Luke: no, I think it deflated on its own
Leah: that’s what she said
Holly: That was either a really small whale or a really big dolphin.
everyone on the floor turned their heads toward Holly’s desk at the exact same moment
Anna: You know, you’re not really selling me on being a mother.
Teri: It comes back. You just have to work out. The muscles come back.
Anna: *long pause* Um… what are we talking about, exactly?
a conversation between co-workers that was walked in on at the end. no one knows exactly what they were discussing.
Joey: What did you want to do about that order?

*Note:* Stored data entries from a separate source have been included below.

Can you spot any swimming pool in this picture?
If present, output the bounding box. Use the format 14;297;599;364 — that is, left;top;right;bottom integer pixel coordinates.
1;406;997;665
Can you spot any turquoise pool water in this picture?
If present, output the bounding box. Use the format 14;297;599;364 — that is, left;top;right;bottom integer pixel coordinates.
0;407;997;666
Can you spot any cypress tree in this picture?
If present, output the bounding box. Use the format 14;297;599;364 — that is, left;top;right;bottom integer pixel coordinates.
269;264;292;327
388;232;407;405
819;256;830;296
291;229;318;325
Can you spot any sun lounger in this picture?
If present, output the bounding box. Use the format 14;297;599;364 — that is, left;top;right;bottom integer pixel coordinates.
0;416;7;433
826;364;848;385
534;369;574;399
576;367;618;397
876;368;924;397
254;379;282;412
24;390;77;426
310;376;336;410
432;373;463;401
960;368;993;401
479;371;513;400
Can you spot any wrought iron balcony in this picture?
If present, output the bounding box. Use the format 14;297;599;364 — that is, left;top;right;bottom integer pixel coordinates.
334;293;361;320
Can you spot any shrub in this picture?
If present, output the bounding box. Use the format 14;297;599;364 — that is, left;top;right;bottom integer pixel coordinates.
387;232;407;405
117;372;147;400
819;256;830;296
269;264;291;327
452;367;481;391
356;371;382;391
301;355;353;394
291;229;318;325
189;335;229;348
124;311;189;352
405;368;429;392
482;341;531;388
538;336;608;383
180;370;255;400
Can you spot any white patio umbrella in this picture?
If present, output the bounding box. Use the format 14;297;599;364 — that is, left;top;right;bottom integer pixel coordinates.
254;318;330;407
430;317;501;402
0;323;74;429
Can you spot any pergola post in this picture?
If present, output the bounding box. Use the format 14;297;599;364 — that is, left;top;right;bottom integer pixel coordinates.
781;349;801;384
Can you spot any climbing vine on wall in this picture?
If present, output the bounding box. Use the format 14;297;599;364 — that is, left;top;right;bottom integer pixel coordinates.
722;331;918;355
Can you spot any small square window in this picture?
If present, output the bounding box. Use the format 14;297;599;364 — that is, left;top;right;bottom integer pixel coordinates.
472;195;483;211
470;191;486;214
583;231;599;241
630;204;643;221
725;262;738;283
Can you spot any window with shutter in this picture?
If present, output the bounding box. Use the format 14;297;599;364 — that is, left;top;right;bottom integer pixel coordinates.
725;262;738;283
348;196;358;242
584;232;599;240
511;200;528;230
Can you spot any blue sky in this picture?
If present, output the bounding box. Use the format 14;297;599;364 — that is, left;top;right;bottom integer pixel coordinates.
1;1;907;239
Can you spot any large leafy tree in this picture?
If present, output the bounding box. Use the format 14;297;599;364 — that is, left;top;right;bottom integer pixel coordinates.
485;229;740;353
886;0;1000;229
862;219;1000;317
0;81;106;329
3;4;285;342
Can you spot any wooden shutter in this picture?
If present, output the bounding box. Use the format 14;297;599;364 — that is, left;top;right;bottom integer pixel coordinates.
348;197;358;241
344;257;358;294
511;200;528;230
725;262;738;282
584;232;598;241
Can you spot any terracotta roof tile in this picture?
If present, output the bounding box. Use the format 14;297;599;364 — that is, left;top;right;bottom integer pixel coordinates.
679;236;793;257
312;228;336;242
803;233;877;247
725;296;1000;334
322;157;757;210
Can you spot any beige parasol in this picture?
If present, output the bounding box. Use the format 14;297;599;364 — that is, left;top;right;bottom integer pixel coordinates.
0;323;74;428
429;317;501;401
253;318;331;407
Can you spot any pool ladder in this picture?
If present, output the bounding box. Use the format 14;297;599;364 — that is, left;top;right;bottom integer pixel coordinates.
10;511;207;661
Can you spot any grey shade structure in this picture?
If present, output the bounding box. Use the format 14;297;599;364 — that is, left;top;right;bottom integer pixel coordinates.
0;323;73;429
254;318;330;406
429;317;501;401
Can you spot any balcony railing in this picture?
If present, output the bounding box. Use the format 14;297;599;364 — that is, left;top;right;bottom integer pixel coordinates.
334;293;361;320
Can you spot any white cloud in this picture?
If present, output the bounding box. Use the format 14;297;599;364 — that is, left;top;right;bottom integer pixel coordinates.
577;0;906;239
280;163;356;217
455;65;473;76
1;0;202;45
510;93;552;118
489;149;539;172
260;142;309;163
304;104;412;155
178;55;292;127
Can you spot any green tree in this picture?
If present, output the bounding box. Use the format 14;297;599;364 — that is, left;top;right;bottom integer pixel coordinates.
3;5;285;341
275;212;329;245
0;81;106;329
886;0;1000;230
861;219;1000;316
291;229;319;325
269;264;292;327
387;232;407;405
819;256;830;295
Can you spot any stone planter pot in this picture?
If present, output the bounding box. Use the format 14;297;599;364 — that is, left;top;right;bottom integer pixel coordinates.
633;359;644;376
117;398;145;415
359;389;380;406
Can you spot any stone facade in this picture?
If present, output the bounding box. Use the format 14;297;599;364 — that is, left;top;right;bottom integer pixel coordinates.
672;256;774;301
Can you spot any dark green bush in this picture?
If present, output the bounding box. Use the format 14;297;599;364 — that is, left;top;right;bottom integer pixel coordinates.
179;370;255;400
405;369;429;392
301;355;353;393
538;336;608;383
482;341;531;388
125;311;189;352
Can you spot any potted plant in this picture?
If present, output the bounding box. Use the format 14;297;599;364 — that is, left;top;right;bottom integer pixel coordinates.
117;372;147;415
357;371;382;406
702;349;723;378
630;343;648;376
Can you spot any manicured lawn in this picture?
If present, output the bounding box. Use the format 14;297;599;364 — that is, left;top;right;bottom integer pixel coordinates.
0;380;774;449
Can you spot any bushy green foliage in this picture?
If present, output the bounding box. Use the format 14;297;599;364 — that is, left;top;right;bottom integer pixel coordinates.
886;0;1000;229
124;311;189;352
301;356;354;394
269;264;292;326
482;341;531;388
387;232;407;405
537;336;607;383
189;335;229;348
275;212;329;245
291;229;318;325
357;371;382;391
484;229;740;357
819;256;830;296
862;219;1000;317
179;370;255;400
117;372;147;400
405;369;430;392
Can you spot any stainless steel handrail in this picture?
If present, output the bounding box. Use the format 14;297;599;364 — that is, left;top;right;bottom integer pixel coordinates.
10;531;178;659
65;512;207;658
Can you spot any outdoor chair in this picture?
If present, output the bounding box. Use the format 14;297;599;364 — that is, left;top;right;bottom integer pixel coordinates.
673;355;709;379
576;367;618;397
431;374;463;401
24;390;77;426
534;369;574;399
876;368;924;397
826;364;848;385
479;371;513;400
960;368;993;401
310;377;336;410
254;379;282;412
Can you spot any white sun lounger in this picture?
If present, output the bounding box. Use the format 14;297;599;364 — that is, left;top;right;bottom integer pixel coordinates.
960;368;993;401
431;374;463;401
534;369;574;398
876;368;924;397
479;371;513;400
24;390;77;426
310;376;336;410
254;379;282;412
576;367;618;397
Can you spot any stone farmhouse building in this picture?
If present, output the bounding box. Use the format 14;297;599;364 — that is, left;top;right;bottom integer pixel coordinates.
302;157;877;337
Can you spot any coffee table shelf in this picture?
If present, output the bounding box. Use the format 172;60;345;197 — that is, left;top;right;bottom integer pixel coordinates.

Jon: I’m leaning toward “not giving a shit”.
Manny: Seeing the extra butter on your desk like that reminds me of my friend Javier. He likes to cook, and he keeps the butter in a covered dish on his stove.
Tracy: I know… my father likes it hard and cold, which makes it so difficult to spread.
Tracy had half a pat of butter on a plate on her desk from her breakfast.
Manny: I’m old-school. I do everything the hard way.
Tracy: Oh, no, no. I like it easy. And if I don’t have to use my fingers, even better.
two co-workers discussing the relative merits of document design in word and powerpoint
Duane: I’m getting a pump from my mom, and I think you all know what that means…
Manny: I think that’s inappropriate. *laughing*
A co-worker talking about how he’s going to get water out of his basement after a recent flood.
Rintoo: *on the television* Are you sad because Yie-Yie’s *garbled*-nk you party was messed up?
Father: Spank you party?
Mother: Daddy! It’s “thank you” party!
Father: Well, that’s not what I heard.
“Rintoo” is a character on the TV show “Ni Hao Kai Lan”.